Multi-billion-shilling investments in new liquefied petroleum gas (LPG) import and distribution terminals have raised Kenyans' hopes for cheaper cooking gas.
Five firms have in recent weeks applied for State licences to set up terminals that will act as common user facilities for storage and loading for LPG dealers.
There are limited LPG handling facilities in Kenya, which has exposed the market to supply shocks and stunted the growth of consumption.
The Kenya Kwanza administration is banking on opening up the sector in a bid to push down prices.
Local and foreign firms that are angling for the lucrative LPG business include Tanzanian giant Taifa Gas, and local firms Eleven Energy, Fossil Supplies Ltd, Ken PetroGas Ltd and Makadara Oil Terminal Ltd.
The proposed Sh10 billion Taifa Gas plant to be located at the Dongo Kundu Special Economic Zone in Mombasa will have a capacity of 20,000 tonnes, which will consequently go up to 30,000 tonnes.
Taifa Gas previously tried to enter the local market but encountered regulatory hurdles.
Mombasa-based gas and petroleum company Fossil Supplies Ltd, on the other hand, plans to construct its new LPG terminal near the port of Mombasa at a cost of Sh1.97 billion.
And Ken PetrolGas plans to put up an LPG terminal and open a sea berth (floating jetty) in Kwale County with a total storage capacity of 10,000 metric tonnes.
Meanwhile, Makadara Oil Terminal Ltd plans to put up a Sh400 million terminal in Nairobi.
The Makadara-based facility will have a capacity of 10,000 metric tonnes in the medium term and 25,000 metric tonnes in the long term.
Eleven Energy announced earlier it would set up a Sh467 million plant with a 22,000 metric-tonne storage capacity in the Port of Mombasa.
It also plans to start an associated wholesale and distribution business in Kenya and the wider East Africa Community.
The private companies are keen to reap from the increased use of cooking gas in Kenya despite a lack of investments by the government in adequate storage facilities.

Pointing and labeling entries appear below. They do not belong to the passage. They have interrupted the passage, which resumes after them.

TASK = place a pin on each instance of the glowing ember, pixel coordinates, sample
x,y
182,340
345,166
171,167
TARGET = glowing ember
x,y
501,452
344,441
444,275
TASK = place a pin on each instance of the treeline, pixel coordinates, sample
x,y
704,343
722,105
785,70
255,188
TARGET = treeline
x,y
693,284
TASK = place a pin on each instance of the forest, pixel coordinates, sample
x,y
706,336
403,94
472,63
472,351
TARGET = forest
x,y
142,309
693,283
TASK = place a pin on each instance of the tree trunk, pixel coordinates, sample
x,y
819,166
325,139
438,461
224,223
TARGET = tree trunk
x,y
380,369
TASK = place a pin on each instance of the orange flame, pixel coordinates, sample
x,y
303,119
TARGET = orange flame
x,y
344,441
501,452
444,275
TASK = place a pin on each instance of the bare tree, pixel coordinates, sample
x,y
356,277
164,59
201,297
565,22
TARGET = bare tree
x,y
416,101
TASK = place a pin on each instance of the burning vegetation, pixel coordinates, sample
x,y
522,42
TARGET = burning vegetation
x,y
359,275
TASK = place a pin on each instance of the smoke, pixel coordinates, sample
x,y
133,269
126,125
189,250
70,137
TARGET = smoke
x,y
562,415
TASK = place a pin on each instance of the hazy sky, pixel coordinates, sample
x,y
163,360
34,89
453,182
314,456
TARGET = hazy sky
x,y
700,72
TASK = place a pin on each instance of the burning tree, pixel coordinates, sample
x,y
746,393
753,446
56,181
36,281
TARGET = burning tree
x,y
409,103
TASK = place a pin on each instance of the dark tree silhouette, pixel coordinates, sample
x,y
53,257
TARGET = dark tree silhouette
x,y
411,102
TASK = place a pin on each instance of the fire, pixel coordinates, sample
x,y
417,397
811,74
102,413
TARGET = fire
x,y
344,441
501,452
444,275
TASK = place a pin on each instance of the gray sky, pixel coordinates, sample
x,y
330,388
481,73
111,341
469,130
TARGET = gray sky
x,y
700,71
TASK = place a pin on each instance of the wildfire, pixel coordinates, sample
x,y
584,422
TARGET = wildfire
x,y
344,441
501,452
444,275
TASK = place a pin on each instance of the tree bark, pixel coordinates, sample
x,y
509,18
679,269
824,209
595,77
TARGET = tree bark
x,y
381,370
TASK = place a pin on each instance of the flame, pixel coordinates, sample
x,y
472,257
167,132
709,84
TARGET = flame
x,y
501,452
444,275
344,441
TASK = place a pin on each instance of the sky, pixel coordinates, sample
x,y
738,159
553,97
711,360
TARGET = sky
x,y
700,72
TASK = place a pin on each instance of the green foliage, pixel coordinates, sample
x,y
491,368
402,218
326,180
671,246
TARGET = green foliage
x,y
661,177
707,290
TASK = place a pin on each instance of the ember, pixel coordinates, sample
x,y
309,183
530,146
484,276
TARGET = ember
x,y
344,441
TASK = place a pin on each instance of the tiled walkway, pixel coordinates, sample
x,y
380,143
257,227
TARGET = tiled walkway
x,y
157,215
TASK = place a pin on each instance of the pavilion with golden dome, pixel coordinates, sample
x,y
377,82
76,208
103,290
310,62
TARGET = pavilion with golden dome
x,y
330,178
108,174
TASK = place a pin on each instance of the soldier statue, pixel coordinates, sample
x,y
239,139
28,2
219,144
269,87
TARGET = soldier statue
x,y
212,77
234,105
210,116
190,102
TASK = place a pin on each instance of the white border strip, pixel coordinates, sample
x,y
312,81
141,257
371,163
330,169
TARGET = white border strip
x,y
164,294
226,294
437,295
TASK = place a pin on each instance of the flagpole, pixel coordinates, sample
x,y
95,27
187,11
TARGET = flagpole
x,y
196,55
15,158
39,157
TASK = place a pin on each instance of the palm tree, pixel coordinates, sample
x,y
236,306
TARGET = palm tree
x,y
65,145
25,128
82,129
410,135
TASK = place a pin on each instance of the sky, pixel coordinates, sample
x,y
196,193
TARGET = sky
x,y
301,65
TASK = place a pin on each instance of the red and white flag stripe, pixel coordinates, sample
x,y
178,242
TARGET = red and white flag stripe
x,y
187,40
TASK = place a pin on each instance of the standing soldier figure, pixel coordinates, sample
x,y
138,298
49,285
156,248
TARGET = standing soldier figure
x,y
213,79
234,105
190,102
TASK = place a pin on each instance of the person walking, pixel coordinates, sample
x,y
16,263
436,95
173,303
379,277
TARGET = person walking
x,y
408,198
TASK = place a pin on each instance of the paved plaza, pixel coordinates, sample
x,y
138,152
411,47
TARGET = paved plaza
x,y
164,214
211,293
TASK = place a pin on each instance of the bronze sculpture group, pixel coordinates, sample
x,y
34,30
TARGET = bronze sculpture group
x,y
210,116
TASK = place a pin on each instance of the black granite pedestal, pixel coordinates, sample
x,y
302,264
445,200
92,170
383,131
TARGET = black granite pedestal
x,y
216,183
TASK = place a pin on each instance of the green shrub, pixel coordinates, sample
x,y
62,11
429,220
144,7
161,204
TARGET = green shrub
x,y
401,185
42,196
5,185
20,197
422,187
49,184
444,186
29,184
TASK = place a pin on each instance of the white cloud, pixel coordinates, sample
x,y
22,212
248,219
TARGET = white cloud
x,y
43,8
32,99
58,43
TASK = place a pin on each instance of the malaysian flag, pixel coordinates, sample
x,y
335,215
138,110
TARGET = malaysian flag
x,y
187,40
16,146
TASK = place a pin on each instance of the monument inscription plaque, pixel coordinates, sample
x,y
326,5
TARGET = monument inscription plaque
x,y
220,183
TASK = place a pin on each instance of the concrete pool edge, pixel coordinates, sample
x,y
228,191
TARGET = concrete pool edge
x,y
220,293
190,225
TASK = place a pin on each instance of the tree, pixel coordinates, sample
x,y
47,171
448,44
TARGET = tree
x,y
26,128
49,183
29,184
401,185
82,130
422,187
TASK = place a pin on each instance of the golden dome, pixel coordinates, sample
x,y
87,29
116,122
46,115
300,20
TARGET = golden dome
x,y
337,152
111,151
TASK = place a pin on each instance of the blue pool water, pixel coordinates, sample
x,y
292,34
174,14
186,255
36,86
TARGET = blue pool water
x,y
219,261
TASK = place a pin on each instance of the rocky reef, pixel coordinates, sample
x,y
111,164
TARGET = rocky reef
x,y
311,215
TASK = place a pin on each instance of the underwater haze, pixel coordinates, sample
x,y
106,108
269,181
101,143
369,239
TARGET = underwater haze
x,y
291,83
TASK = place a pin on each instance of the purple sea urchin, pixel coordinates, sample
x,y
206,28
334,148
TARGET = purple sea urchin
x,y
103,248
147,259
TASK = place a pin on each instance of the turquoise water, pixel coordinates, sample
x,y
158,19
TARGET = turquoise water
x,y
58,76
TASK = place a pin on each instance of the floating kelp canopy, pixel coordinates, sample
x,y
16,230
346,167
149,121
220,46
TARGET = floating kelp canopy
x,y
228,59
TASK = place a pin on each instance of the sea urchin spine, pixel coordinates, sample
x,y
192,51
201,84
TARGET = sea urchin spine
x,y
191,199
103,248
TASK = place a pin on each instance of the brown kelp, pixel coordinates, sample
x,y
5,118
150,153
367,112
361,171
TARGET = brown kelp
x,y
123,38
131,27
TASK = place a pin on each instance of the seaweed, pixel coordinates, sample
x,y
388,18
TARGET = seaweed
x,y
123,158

Africa Gas, which is partly controlled by Mombasa billionaire businessman Mohammed Jaffer, who is also the owner of Grain Bulk Handlers, imports the bulk of the LPG consumed in Kenya and also controls a significant transit market to neighbouring countries.
The business mogul mid-2021 firmed up his grip on the lucrative cooking gas market after Proto Gas got the State's nod to snap up a rival cooking gas Solutions East Africa, whose LPG products trade as SeaGas.
And in the same year, World Bank's private lending arm loaned another local firm Mombasa Gas Terminal Ltd Sh2.5 billion to construct an LPG terminal in the port of Mombasa.
Unlike petroleum prices, cooking gas prices are not set by the regulator, giving dealers a free hand to set margins.
LPG use has been on the rise in the country, with monthly consumption ranging from 15,000 to 23,750 metric tonnes, according to the energy regulator.
However, costs remain high. A 13kg cylinder retailed at an average of Sh3,101.94 last month, according to the Kenya National Bureau of Statistics, a 9.5 per cent jump compared to last year.
Previously, oil marketers imported cooking gas individually in small quantities due to inadequate gas discharge facilities.
This led to shortages and rises in prices due to high import premiums and demurrage, which are penalties marketers pay shipping companies when tankers fail to offload in the stipulated period.